Root Cause 2: `combine()` is unweighted averaging

double total = 0.0;
for (auto &cr : results)
    total += cr.score;
r.score = total / results.size();

A find that locates the exact file (0.80) and a read of that file (0.55) should together produce higher confidence than 0.675. The convergence of find→grep→read on the same target is stronger evidence than either tool individually. The average does not model convergence.

Root Cause 3: Recovery tools always contribute exactly 0.50

cr.score = 0.5;
cr.reason = "recovery tool: " + rtr.tool;

A recovery that successfully finds new evidence is treated identically to a recovery that returns nothing. With 0.98 avg recoveries per query, this adds a 0.50 entry to nearly every confidence history, further depressing the average.

Root Cause 4: The recovery gate fires on every query

if (combined.score < 0.7) { ... }

Average confidence is 0.59, so this threshold is crossed by every query. The planner recovers on 98% of queries even though 98% already succeeded on the first pass. This inflates avg_recoveries_per_query (0.98) and adds unnecessary 0.50 entries to the confidence history.

Correlation With Correctness

Outcome	Count	Avg Confidence	Calibration Error
Correct (first-pass success)	49	0.602	Underestimates by +38pp
Error (tool crash)	1	0.000	Accurate (truly zero evidence)
Incorrect answer	0	N/A	No incorrect answers in sample

Every correct answer scored below 0.65. The confidence function consistently reports “low confidence” for demonstrably correct investigations. This is the opposite of predictive.

Secondary Issues

`should_stop()` threshold

ConfidenceService::should_stop(combined, 0.2)

With average confidence at 0.59, the stop gate (threshold 0.2) is never triggered during normal operation. This is actually correct behavior – we don’t want to stop investigations that are producing evidence.

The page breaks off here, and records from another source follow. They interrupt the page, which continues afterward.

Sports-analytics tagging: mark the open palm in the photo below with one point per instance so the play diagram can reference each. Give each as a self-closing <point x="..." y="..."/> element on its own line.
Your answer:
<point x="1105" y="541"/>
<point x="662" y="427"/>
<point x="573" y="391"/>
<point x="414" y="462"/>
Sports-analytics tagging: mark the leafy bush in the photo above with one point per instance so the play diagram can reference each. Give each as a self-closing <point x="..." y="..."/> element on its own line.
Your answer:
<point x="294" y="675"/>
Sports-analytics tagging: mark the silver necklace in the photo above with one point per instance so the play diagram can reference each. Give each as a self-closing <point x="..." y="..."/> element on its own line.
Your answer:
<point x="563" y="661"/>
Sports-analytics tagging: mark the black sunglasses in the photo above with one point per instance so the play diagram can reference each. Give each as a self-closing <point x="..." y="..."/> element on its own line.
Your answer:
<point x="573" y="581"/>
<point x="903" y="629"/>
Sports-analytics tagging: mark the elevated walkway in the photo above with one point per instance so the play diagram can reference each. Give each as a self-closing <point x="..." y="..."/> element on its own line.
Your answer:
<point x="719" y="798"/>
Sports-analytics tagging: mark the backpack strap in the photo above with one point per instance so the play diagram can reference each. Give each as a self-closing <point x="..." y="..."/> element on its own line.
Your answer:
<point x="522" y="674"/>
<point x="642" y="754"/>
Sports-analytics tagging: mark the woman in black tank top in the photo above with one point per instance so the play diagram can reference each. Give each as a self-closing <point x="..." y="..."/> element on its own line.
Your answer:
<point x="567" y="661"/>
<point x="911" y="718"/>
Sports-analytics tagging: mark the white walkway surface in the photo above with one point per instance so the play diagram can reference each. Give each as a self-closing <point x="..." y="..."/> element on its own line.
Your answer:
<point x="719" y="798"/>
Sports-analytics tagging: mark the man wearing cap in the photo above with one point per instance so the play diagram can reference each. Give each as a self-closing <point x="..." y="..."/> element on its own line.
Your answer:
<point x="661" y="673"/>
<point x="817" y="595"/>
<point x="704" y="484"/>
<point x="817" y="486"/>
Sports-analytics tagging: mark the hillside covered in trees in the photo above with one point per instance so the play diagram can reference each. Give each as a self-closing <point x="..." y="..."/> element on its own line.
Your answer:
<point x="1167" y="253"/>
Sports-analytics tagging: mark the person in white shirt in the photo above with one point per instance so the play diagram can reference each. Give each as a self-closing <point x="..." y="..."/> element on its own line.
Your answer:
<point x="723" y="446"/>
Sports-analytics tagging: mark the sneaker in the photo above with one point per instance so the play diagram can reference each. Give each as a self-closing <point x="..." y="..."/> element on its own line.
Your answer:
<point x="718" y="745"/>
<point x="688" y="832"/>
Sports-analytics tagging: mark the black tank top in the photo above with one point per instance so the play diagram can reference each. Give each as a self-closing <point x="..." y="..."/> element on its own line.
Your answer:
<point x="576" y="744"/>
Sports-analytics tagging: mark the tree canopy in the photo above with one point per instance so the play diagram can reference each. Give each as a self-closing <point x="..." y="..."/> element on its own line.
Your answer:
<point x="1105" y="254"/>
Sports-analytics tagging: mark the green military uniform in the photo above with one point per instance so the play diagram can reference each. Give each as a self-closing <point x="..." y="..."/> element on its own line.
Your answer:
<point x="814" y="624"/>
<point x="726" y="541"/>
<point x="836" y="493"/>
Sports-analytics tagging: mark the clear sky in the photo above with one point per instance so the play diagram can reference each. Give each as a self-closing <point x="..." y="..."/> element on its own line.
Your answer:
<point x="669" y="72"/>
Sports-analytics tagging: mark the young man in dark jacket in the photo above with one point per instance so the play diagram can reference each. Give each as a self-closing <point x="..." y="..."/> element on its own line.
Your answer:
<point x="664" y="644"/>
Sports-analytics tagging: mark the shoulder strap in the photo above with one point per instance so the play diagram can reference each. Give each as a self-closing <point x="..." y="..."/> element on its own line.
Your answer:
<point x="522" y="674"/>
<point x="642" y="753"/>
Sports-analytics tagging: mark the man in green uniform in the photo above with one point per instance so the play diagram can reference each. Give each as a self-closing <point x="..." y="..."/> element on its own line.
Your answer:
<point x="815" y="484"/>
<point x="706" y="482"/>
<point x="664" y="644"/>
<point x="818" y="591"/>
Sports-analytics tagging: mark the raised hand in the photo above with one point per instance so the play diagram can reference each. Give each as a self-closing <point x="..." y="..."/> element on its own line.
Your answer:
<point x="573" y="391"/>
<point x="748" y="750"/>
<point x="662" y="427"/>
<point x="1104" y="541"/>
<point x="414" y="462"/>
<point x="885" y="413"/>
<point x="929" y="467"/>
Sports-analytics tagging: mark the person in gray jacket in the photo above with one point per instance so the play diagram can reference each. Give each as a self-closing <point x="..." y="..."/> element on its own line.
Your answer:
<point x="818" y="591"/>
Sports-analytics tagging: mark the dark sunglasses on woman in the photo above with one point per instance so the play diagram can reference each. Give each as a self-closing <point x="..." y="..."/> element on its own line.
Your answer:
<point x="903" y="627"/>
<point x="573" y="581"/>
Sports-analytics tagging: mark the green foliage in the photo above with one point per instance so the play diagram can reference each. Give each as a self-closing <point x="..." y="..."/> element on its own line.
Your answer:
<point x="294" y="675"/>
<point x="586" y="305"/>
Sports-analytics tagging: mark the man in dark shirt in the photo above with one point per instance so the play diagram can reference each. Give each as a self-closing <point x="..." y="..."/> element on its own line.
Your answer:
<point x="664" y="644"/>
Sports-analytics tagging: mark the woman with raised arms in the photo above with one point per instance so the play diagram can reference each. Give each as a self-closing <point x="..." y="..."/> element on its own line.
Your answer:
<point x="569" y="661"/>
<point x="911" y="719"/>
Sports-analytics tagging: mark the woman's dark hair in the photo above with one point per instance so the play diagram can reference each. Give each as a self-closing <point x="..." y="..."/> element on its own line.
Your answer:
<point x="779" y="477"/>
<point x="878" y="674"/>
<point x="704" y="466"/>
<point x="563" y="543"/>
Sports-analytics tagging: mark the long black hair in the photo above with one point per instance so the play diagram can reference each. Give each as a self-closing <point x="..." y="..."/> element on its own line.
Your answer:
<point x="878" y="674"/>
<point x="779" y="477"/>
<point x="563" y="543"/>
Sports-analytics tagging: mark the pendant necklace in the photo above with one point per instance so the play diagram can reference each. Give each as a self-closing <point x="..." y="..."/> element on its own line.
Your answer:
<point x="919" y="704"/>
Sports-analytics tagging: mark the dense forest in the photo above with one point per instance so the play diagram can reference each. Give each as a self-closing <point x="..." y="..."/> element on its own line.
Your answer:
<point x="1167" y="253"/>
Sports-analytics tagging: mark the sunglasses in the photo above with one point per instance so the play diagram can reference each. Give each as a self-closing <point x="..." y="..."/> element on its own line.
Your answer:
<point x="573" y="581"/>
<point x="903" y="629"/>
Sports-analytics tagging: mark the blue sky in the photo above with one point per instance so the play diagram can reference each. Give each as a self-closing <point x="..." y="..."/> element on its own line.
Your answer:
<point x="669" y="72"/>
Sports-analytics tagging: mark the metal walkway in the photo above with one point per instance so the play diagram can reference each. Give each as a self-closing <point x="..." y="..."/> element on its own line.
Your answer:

But it means the stop gate is vestigial at current calibration levels.

`confidence_delta` is misleading

result.recovery_metrics.confidence_delta =
    final_confidence.score - confidence_history.front().score;

Since the first tool is usually discovery (0.50) or find (0.80), and the final score is ~0.59, the delta is small or negative. This metric is meant to measure whether confidence improved during the investigation, but the averaging model ensures it rarely does.

Summary

The confidence system has one real problem and one structural weakness:

Real problem: after_read(1, true) hardcoded to 0.55 destroys the signal from the most informative step.

Structural weakness: Simple averaging in combine() + flat 0.50 for recovery + always-triggered recovery gate at 0.7 produce a system that measures tool sequence length, not investigation quality.

The fix is: make after_read() reflect actual read quality, weight convergence in combine(), and recalibrate the recovery gate so it fires only when confidence genuinely indicates a problem.